Former railway engine shed in North Yorkshire, England

Northallerton engine shed (also known as Northallerton motive power depot (MPD)), was a steam locomotive shed on the western side of Northallerton railway station in North Yorkshire, England. The depot was opened in the late 1850s, and stabled steam engines for use mainly on the Wensleydale line, but sometimes on the several lines that radiated out from Northallerton. The depot closed in March 1963, and all locomotives were transferred to Darlington shed.

== History ==
The depot was located besides the Leeds Northern Railway line on the west side of the passenger station. When built, but before the shed opened, the Leeds Northern Railway did not have a connection with Northallerton station; a spur from the station to the Leeds Northern at the north-east side of the station was built in 1856. When a connection was made to the south of the town (at Cordio Junction), passenger trains were diverted onto the upper lines, leaving the depot aligned next to the lower level freight avoiding lines. The first reference to a shed at this location was in a tender of April 1857, for which the price of just over £244 was accepted. In 1881 a new shed was authorised, and this was built to accommodate two engines within it, being completed in 1886 at a cost of £728. Although the first part of the Wensleydale line to was opened in 1848, some nine years before Northallerton shed opened, the primary purpose of the Northallerton MPD was to provide traction for the Wensleydale line. Prior to 1857, a small engine shed at Leeming Bar housed the engine that worked the first and last trains of the day; but as the Wensleydale progressed further up the valley, the shed at Leeming Bar closed. Besides being the mainstay for the Wensleydale line, and some local services to , Northallerton shed also sent engines to take limestone trains from Wensleydale to the steelworks on Teesside, however, on occasion, the shed sent rescue locomotives to stranded trains on the East Coast Main Line. During the Second World War, the limestone trains were worked by J26, J39 and Q5 engines based at Middlesbrough shed.

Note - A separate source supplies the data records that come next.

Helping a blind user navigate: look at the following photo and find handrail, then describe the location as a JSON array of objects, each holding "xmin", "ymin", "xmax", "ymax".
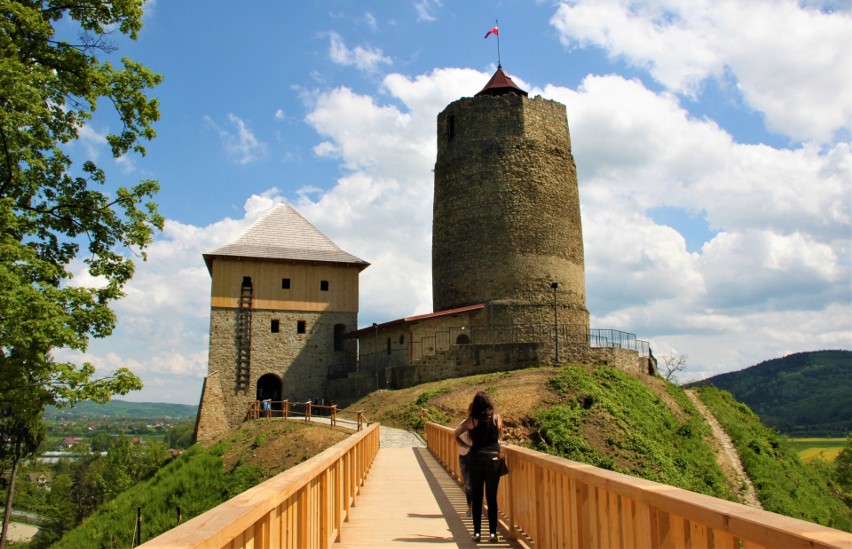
[
  {"xmin": 426, "ymin": 423, "xmax": 851, "ymax": 549},
  {"xmin": 247, "ymin": 400, "xmax": 366, "ymax": 430},
  {"xmin": 140, "ymin": 423, "xmax": 380, "ymax": 548}
]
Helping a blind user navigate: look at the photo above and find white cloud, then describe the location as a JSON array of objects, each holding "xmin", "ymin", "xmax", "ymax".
[
  {"xmin": 204, "ymin": 113, "xmax": 268, "ymax": 164},
  {"xmin": 361, "ymin": 12, "xmax": 378, "ymax": 31},
  {"xmin": 75, "ymin": 63, "xmax": 849, "ymax": 403},
  {"xmin": 550, "ymin": 0, "xmax": 852, "ymax": 143},
  {"xmin": 327, "ymin": 32, "xmax": 391, "ymax": 73},
  {"xmin": 413, "ymin": 0, "xmax": 442, "ymax": 22}
]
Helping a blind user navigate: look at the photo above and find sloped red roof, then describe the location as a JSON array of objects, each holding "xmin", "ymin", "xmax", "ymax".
[
  {"xmin": 475, "ymin": 67, "xmax": 528, "ymax": 97},
  {"xmin": 347, "ymin": 304, "xmax": 486, "ymax": 338}
]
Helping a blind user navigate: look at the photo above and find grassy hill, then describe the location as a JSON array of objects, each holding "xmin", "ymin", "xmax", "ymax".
[
  {"xmin": 688, "ymin": 350, "xmax": 851, "ymax": 436},
  {"xmin": 50, "ymin": 361, "xmax": 852, "ymax": 545},
  {"xmin": 348, "ymin": 363, "xmax": 852, "ymax": 531},
  {"xmin": 46, "ymin": 420, "xmax": 348, "ymax": 548},
  {"xmin": 45, "ymin": 399, "xmax": 198, "ymax": 421}
]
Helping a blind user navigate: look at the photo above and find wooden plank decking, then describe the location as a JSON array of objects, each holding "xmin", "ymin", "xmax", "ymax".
[{"xmin": 335, "ymin": 447, "xmax": 520, "ymax": 547}]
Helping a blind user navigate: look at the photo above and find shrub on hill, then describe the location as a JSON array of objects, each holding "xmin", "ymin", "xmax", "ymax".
[
  {"xmin": 533, "ymin": 365, "xmax": 732, "ymax": 499},
  {"xmin": 695, "ymin": 386, "xmax": 852, "ymax": 532}
]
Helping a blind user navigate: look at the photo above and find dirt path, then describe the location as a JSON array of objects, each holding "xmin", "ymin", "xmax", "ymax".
[{"xmin": 685, "ymin": 390, "xmax": 763, "ymax": 509}]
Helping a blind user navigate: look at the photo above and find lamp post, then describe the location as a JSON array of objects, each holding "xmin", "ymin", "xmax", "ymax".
[
  {"xmin": 373, "ymin": 322, "xmax": 379, "ymax": 391},
  {"xmin": 551, "ymin": 282, "xmax": 560, "ymax": 366}
]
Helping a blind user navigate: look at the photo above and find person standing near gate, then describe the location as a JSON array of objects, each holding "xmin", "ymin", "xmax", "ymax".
[{"xmin": 454, "ymin": 391, "xmax": 503, "ymax": 543}]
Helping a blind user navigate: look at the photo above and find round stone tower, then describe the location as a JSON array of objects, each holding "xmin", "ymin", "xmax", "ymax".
[{"xmin": 432, "ymin": 68, "xmax": 589, "ymax": 331}]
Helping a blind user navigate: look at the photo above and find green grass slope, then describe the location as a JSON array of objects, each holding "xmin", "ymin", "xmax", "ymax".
[
  {"xmin": 689, "ymin": 350, "xmax": 851, "ymax": 436},
  {"xmin": 695, "ymin": 386, "xmax": 852, "ymax": 531},
  {"xmin": 534, "ymin": 366, "xmax": 731, "ymax": 498},
  {"xmin": 49, "ymin": 420, "xmax": 349, "ymax": 548}
]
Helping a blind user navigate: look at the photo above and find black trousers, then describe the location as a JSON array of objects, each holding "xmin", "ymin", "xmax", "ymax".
[{"xmin": 469, "ymin": 453, "xmax": 501, "ymax": 535}]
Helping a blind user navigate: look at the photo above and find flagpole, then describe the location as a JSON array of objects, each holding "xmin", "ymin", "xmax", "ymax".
[{"xmin": 495, "ymin": 19, "xmax": 501, "ymax": 68}]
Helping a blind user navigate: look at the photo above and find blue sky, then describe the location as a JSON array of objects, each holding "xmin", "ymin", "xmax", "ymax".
[{"xmin": 57, "ymin": 1, "xmax": 851, "ymax": 404}]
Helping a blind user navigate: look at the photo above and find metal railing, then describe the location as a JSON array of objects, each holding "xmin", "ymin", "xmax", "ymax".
[{"xmin": 356, "ymin": 324, "xmax": 650, "ymax": 368}]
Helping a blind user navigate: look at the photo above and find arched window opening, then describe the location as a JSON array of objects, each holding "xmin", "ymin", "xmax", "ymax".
[{"xmin": 456, "ymin": 333, "xmax": 470, "ymax": 345}]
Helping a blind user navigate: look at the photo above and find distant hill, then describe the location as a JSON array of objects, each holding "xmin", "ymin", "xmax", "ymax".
[
  {"xmin": 45, "ymin": 399, "xmax": 198, "ymax": 421},
  {"xmin": 688, "ymin": 350, "xmax": 851, "ymax": 437}
]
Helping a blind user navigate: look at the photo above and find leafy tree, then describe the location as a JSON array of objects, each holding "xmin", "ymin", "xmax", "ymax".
[
  {"xmin": 0, "ymin": 1, "xmax": 162, "ymax": 544},
  {"xmin": 0, "ymin": 390, "xmax": 46, "ymax": 548},
  {"xmin": 90, "ymin": 431, "xmax": 113, "ymax": 452},
  {"xmin": 164, "ymin": 419, "xmax": 195, "ymax": 450},
  {"xmin": 836, "ymin": 435, "xmax": 852, "ymax": 498}
]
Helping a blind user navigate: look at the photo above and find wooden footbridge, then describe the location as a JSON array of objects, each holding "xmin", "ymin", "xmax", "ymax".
[{"xmin": 141, "ymin": 422, "xmax": 851, "ymax": 548}]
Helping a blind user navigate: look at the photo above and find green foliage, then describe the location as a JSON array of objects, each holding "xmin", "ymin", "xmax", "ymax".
[
  {"xmin": 534, "ymin": 365, "xmax": 731, "ymax": 498},
  {"xmin": 0, "ymin": 0, "xmax": 162, "ymax": 408},
  {"xmin": 45, "ymin": 400, "xmax": 198, "ymax": 421},
  {"xmin": 49, "ymin": 445, "xmax": 230, "ymax": 548},
  {"xmin": 696, "ymin": 386, "xmax": 852, "ymax": 532},
  {"xmin": 1, "ymin": 3, "xmax": 160, "ymax": 539},
  {"xmin": 836, "ymin": 436, "xmax": 852, "ymax": 492},
  {"xmin": 689, "ymin": 350, "xmax": 851, "ymax": 436},
  {"xmin": 164, "ymin": 419, "xmax": 196, "ymax": 450}
]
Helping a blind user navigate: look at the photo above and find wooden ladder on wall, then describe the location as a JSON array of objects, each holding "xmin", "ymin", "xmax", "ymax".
[{"xmin": 236, "ymin": 280, "xmax": 252, "ymax": 390}]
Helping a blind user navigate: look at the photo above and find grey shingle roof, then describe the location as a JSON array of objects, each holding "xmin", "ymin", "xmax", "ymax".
[{"xmin": 203, "ymin": 203, "xmax": 369, "ymax": 272}]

An LNER diagram from 1938 shows the depot could only be accessed from the south end of the lower lines. A loop line ran alongside the west edge of the building which connected with the single run-through road of the engine shed; the other road was a dead-end within the shed. Unusually, the coaling and watering facilities, along with the turntable, were located on the high level lines at the northern end of the station; this involved travelling 1 mi and reversing onto the main line to reach these facilities. During the shed's near 106-year history; the coaling and turning facilities were never moved closer to the shed, however, a water tank with a capacity of 30,000 impgal was built near the shed in 1913. The location of the 42 ft turntable at the station was down to the necessity for the locomotives using the Leeds Northern Railway line to be turned when the link into Northallerton station from the Ripon line was created (1856). The unusual arrangement of the train movements between the coaling and turning facilities meant that both the LNER and British Rail diagrams of the shed and its immediate environs, were spread across two different schematics; the only former North Eastern shed to be treated in this way.

In the 1920s and 1930s, the main function of the shed was to provide one engine for passenger workings to Hawes, and one engine for passenger workings to Ripon. The balance working on the Wensleydale line was undertaken by one of the engines outbased at Leyburn shed; a task previously worked by Hawes Junction engine shed.

From 1950 to 1963, the depot was coded as 51J, as a sub-shed of Darlington. During this time, two of the depots engines were permanently outbased at Leyburn shed, which took over duties for services on the Wensleydale line when Hawes Junction shed closed. Northallerton shed was closed on 4 March 1963, and the building was demolished soon afterwards, with a private business building being built over the site.

== Locomotives ==
During the period of its history, the shed at Northallerton typically had a complement of ten engines, of which six were tank engines. In 1923, the depot had nine locomotives allocated to it, and in 1939 it had seven. During the Second World War, the depot also had one allocation of an NER Class W1, initially No. 690, but this was swapped for loco No. 687 in August 1943. In 1950 it had thirteen locomotives allocated, including classes D20 (of which it typically had four examples), J21s, J25s and G5s. In 1959, the number had dropped to just seven, and by March 1963, when the depot was closed, the tally was still seven. Upon closure, the remaining locomotives were transferred to Darlington shed.